Conférence
Let's Talk About Data Contracts: Standards, Tooling & Best Practices
Dr. Simon Harrer, Co-Founder & CEO @ Entropy Data · 19 mars 2026
Dans cette conférence donnée à l’INFOMOTION Data & AI Meetup Cologne, je passe en revue tout ce qu’il faut savoir sur les Data Contracts : ce qu’ils sont, pourquoi ils comptent, l’Open Data Contract Standard (ODCS), l’outillage open source, les bonnes pratiques de versionnement et de gestion du cycle de vie, et pourquoi l’IA agentique va rendre les Data Contracts aussi incontournables qu’OpenAPI.
Merci à Prof. Dr. Ana Moya, Peter Baumann et INFOMOTION d’avoir organisé ce meetup et de m’avoir invité à y intervenir, ainsi qu’à Jochen Christ pour son aide dans la préparation de cette conférence.
Q&A
Une sélection de questions posées par le public après la conférence.
Q: Comment embarquer le métier ? Tout cela reste très technique. Même votre démo d’agent renvoyait des identifiants clients, pas des noms comme « Zalando » ou « H&M ».

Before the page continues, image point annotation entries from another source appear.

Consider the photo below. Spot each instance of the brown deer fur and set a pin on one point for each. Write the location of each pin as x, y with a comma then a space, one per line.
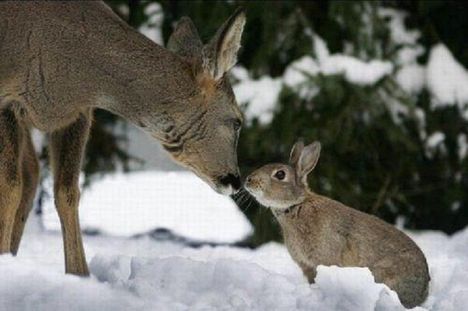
60, 60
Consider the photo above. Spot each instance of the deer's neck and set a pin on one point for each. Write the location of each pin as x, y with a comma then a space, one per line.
142, 78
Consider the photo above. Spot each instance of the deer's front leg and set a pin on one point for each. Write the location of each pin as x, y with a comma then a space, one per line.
11, 145
67, 146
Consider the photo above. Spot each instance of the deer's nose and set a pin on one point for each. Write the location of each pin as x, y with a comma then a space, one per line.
231, 179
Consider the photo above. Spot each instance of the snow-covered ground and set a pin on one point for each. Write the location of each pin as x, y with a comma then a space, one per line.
144, 274
134, 203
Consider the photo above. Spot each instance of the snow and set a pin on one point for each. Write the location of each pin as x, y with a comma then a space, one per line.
446, 78
396, 22
261, 95
411, 78
144, 274
353, 69
138, 202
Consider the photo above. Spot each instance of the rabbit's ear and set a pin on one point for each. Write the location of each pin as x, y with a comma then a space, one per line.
307, 161
295, 153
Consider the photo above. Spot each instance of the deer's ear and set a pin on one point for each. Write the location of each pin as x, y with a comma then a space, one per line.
185, 40
307, 161
220, 54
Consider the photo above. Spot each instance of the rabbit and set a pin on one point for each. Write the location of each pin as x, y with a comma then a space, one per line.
320, 231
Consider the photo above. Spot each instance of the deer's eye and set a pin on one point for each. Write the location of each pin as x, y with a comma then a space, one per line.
237, 124
280, 175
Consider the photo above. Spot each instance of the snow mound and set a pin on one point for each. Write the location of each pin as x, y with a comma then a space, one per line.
446, 78
133, 203
143, 274
169, 284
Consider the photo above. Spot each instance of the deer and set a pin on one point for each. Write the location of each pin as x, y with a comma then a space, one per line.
61, 60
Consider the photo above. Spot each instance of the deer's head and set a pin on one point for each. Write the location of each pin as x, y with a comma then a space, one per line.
204, 136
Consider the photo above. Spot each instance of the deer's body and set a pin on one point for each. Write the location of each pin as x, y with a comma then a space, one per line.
60, 60
320, 231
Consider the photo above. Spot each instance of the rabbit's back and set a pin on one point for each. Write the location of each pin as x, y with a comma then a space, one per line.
324, 231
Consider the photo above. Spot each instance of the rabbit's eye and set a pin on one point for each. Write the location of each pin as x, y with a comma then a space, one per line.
280, 175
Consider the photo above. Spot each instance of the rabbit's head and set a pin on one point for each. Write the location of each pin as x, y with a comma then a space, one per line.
280, 186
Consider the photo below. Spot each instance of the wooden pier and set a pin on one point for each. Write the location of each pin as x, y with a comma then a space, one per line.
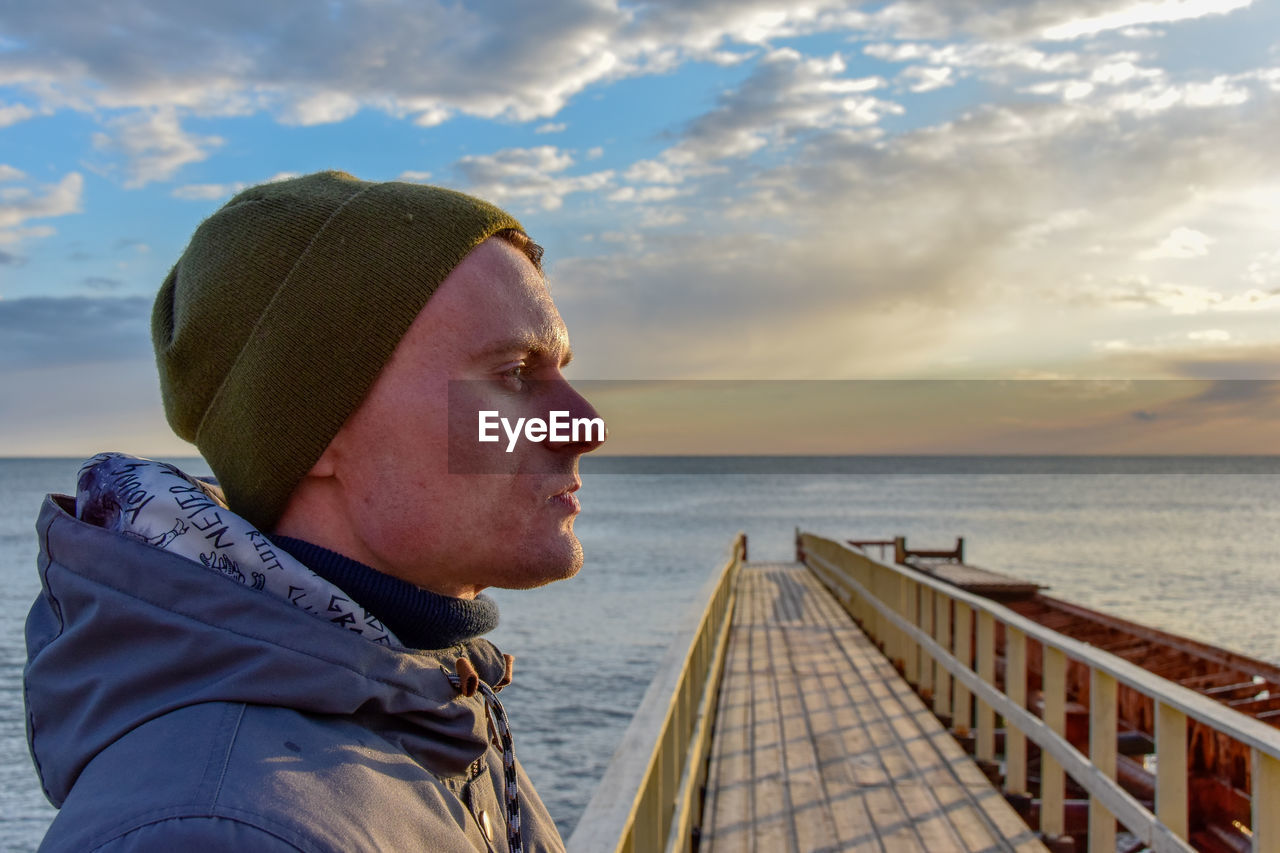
821, 706
819, 744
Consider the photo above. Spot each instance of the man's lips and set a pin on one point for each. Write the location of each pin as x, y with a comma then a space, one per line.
566, 498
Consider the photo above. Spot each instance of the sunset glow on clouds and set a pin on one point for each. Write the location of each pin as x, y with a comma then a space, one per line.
748, 190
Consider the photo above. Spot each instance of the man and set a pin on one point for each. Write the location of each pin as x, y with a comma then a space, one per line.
301, 667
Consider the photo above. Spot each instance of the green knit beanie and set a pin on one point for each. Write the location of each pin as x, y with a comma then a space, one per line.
288, 301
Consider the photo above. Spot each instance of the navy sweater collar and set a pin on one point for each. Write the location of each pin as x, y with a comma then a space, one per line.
419, 617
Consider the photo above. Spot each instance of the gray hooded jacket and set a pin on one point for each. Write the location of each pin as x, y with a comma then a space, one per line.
170, 710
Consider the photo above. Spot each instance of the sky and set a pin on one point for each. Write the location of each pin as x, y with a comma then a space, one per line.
946, 190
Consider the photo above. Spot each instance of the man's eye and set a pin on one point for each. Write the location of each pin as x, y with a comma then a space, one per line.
516, 374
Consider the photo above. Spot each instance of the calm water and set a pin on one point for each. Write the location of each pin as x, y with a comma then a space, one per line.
1188, 547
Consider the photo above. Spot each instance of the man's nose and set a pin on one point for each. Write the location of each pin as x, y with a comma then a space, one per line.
586, 428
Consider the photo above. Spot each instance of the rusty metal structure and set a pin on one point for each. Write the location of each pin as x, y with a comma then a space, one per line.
1219, 767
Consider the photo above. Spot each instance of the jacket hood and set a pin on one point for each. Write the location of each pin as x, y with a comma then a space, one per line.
124, 632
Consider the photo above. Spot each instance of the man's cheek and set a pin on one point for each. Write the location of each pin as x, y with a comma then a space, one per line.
478, 439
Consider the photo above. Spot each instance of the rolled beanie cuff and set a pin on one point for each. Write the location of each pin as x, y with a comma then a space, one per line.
328, 331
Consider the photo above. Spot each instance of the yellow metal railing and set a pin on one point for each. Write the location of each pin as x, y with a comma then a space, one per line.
650, 796
926, 628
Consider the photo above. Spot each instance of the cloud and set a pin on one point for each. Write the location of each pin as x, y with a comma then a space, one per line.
786, 97
78, 329
926, 78
1146, 12
103, 283
154, 145
223, 191
1002, 237
1180, 242
528, 177
14, 113
426, 62
320, 108
414, 177
19, 205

Deux réponses. D’abord, si la démo paraissait cryptique, c’est que l’agent n’avait accès qu’aux identifiants : il n’avait pas le droit de les résoudre en noms en clair. Avec les bonnes permissions, il l’aurait fait. Ensuite, les Data Contracts sont justement conçus pour porter le langage métier. Nous avons des noms métier pour toutes les colonnes et toutes les tables. Vous pouvez définir un dictionnaire de données ou un glossaire une seule fois, du type « voilà ce que signifie un numéro de commande », et tous les contrats renvoient à cette définition. Vous pouvez en plus attacher à un contrat des exemples de questions, des réponses, des synonymes et des connaissances complémentaires pour que l’IA réponde encore mieux. Tout cela est pensé pour les utilisateurs métier.
Q: Je viens du monde de la production industrielle. Est-ce que je peux modéliser des relations entre points de données, par exemple un débit dans une conduite, où il va et combien doit arriver ?
Pas directement, parce que les contrats se situent au niveau du schéma, pas au niveau des instances. On regarde quelles colonnes existent et on formule des assertions sur les colonnes, pas sur les lignes individuelles. Si chaque point de données est en pratique sa propre table, vous entrez dans le territoire du jumeau numérique et de l’Asset Administration Shell, qui est un autre monde. Vous pourriez théoriquement créer un contrat par table, mais attention à ce que le contrat ne finisse pas par peser plus lourd que les données elles-mêmes.